Taliban on the offensive

Published January 19, 2014

Maulana Fazlullah is firmly in the saddle now and if there were any doubts about the potential of Tehreek-i-Taliban Pakistan to launch new attacks in the aftermath of Hakeemullah Mehsud’s death in a drone strike last November, the spike in the number of attacks has proved all that wrong.

As of Friday, there have been 41 attacks in all throughout Khyber Pakhtunkhwa since January 1 – 41 attacks in 17 days, claiming 24 lives. Peshawar, as usual and as always, tops the chart, incurring the major brunt of the terrorist attacks. There has been no let up.

What is more worrying is that the graph has been going up. Notwithstanding, the brief hiatus and a small decline in terrorist attacks in October and November – partly due to the death of TTP chief Hakeemullah Mehsud – the figures have jumped up from 36 per cent of the year’s total in August to 48 per cent when 2013 came to a close. (Just over 830 attacks were carried out in the year.)

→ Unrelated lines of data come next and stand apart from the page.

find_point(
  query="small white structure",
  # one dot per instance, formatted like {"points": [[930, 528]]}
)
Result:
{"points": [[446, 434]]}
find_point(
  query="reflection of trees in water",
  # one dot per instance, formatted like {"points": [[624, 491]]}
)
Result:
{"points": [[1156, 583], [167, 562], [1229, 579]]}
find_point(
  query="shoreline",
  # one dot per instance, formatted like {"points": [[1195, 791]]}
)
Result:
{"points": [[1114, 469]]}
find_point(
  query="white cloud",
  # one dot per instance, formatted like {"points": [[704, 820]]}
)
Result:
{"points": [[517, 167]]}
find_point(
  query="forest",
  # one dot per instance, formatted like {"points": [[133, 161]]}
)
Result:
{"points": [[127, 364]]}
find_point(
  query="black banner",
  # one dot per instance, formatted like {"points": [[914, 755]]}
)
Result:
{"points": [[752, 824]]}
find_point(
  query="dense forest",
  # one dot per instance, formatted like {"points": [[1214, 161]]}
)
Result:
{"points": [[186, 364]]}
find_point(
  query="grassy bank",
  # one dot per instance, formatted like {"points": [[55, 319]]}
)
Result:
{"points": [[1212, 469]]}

Government and security officials are worried. “There is an upward trajectory,” says a government official. “The graph is going up and up.”

There has been a spike in target killings of policemen, intelligence officials and political figures. In December, there were a total of 10 target killings and there has been no let-up this month.

An internal KP government document warns: “The trend of the last twelve months indicates that the government of Khyber Pakhtunkhwa should expect to deal with an average of 70 incidents.” The forecast, ominously, is true. Peshawar is bad, Charsadda is heating up, Swabi is no good either and the prognosis for Hangu and for Bannu is bad. Attacks in Shangla have ratcheted up too.

Several factors are responsible. One, with Fazlullah at the helm, the TTP is finding its moorings again. The TTP Mohmand is also upping the ante, increasing its activities in Charsadda, Mardan and Peshawar. The number of incidents of extortion and kidnapping for ransom has also registered a steep rise.

The strategy to cut a peace deal with one group to neutralise another in the Khyber tribal region has not played dividends either. In the words of one senior government official, it has backfired.

Rumours and speculations of an impending military action in North Waziristan have caused the relocation of a large number of militants from their stronghold to Orakzai, which has increased pressure on the Frontier Region and Hangu.

But while the TTP or for that matter several other independent groups have not indicated their willingness to engage in peace negotiations, the PTI government in KP and the PML-N government’s support for peace overtures have not had any impact on the overall security situation either.

Militants have not ceased their attacks in KP, despite PTI not owning the war, opposing drone strikes and blocking Nato supplies. The provincial government is at a dead end.

The federal government also seems confused. There has not been any real effort to engage the militants. It is clueless.

From the botched effort to send a team of negotiators to North Waziristan in November, to tasking Maulana Samiul Haq with approaching the Taliban, to Prime Minister Nawaz Sharif’s latest statement offering to co-opt Imran Khan, Fazlur Rehman, Samiul Haq, Prof Munawwar Hassan and for that matter “anybody who can be of help” to assist with the peace process, the random moves betray the government’s lack of seriousness.

So, who is Interior Minister Chaudhry Nisar Ali Khan talking to? And who are the interlocutors? It transpires that a team of religious clerics led by a senator from South Waziristan has been engaged to talk peace with a militant group in the tribal region.

The group has sway in one particular area and it does not represent the TTP. How this will influence the remaining motley crowd of militant groups, particularly their chief patron in the TTP, to embrace peace is a million dollar question. As one senior government official acknowledges, “There is confusion all around.”

Somehow, Imran Khan’s public view of Pakistan’s so-called war on terror is not in sync with the administration in KP. Grudgingly they may have lapped up their party leader’s words but in meetings with the federal government to devise a counter-terrorism strategy, not surprisingly, the government continues to own the war. And Dawn has proof.

Not surprisingly therefore, peace with militants has become an unwanted baby, being passed between Imran Khan and Nawaz Sharif as neither is willing to own it. Now there is a call for yet another All Parties Conference. Militants are continuing the attacks and people are continuing to die. There is no let-up.